One crucial element of the American subconscious is about to become salient and explicit and highly volatile. It is the realization that white America is within thinkable distance of a moment when it will no longer be the majority.

For example, so strong is the moral stature of the Rev. Dr Martin Luther King Jr. and the civil rights movement that even the white right prefers to pretend to emulate it. (This smarmy tactic long predates Glenn Beck, by the way: I remember Ralph Reed trying it when he ran the Christian Coalition more than 10 years ago and announced that he wanted to remodel the organization along the lines of the Southern Christian Leadership Conference.) Thus, it is really quite rare to hear slurs against President Barack Obama that are based purely on the color of his skin. Even Beck himself has tried to back away from the smears of that kind that he has spread in the past. But it is increasingly common to hear allegations that Obama is either foreign-born or a Muslim. And these insinuations are perfectly emblematic of the two main fears of the old majority: that it will be submerged by an influx from beyond the borders and that it will be challenged in its traditional ways and faiths by an alien and largely Third World religion.
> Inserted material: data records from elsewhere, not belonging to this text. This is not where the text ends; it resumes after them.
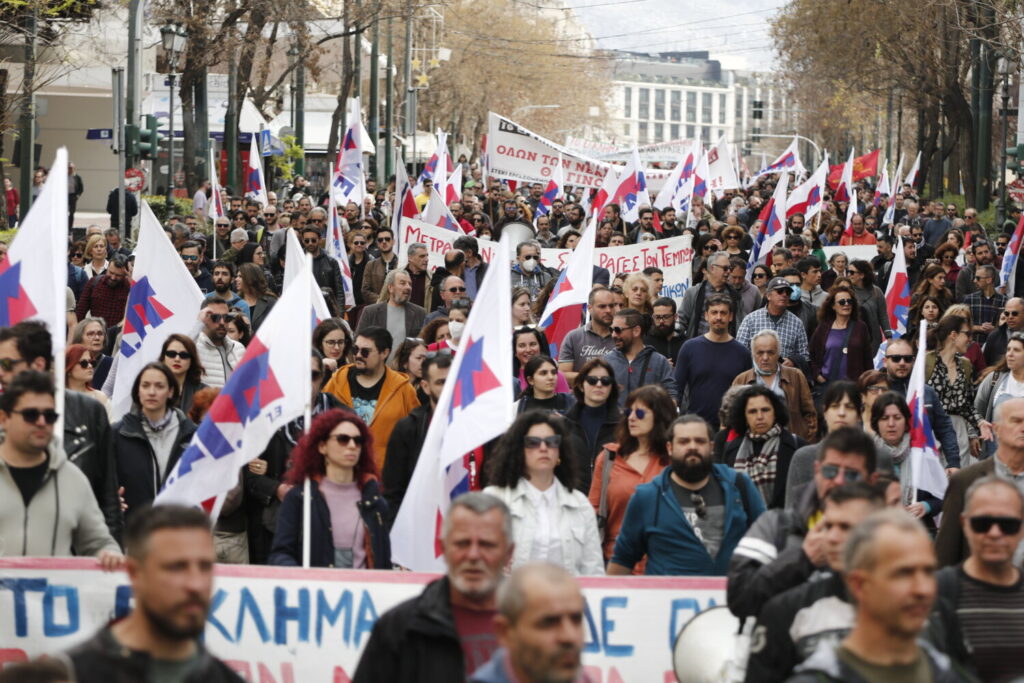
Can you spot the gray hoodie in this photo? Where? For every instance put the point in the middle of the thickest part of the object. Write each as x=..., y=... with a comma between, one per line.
x=62, y=516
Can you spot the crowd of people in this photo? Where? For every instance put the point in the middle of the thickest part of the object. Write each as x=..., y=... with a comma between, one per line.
x=743, y=432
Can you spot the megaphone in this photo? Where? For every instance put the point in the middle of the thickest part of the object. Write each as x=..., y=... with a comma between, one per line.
x=711, y=648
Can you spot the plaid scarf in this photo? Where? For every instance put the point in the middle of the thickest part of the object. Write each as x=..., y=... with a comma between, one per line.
x=760, y=467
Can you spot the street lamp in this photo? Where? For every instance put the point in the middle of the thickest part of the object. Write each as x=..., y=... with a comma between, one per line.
x=1008, y=66
x=173, y=38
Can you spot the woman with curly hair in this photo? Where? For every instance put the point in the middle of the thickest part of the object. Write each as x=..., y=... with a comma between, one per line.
x=532, y=471
x=638, y=456
x=346, y=529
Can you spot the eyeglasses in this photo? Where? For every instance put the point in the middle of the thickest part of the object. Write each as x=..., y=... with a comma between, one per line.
x=699, y=506
x=832, y=471
x=32, y=415
x=7, y=365
x=983, y=524
x=345, y=439
x=531, y=442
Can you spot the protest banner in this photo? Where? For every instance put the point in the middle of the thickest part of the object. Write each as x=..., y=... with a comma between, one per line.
x=674, y=256
x=517, y=154
x=287, y=625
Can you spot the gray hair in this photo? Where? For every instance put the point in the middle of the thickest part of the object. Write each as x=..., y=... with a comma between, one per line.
x=860, y=550
x=479, y=504
x=765, y=333
x=512, y=593
x=992, y=480
x=717, y=256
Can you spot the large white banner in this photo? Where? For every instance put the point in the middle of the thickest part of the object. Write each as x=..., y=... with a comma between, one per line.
x=309, y=626
x=674, y=256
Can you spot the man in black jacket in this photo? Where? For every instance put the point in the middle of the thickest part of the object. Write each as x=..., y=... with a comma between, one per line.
x=169, y=616
x=407, y=439
x=448, y=631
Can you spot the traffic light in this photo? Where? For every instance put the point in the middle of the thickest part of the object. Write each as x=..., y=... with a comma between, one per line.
x=1015, y=161
x=148, y=143
x=131, y=141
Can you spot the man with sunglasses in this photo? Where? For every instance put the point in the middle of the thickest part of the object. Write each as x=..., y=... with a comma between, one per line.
x=716, y=506
x=951, y=545
x=995, y=343
x=47, y=508
x=987, y=589
x=899, y=364
x=786, y=546
x=377, y=270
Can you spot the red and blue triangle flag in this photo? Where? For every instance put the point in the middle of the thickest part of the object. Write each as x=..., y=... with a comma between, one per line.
x=568, y=298
x=475, y=406
x=267, y=389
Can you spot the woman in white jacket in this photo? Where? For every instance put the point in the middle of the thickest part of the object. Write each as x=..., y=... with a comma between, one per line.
x=534, y=473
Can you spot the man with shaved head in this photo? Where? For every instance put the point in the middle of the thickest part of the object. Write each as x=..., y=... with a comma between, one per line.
x=1011, y=322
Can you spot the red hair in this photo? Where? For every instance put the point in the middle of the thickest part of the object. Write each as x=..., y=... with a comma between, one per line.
x=307, y=462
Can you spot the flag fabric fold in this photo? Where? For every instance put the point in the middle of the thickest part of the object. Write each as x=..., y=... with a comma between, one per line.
x=475, y=406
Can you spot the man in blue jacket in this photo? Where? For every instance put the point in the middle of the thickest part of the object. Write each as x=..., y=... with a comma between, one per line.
x=688, y=520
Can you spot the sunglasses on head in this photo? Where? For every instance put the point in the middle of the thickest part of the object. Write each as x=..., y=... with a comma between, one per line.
x=983, y=524
x=552, y=441
x=832, y=471
x=345, y=439
x=32, y=415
At the last “Tea Party” rally I attended, earlier this year at the Washington Monument, some in the crowd made at least an attempt to look fierce and minatory. I stood behind signs that read: “We left our guns at home—this time” and “We invoke the First Amendment today—the Second Amendment tomorrow.” But Beck’s event was tepid by comparison: a call to sink to the knees rather than rise from them. It was clever of him not to overbill it as a “Million”-type march (though Rep. Michele Bachmann was tempted to claim that magic figure). The numbers were impressive enough on their own, but the overall effect was large, vague, moist, and undirected: the Waterworld of white self-pity.

The Hitch makes sense but I can sum the rally up quickly as a rally of sore losers.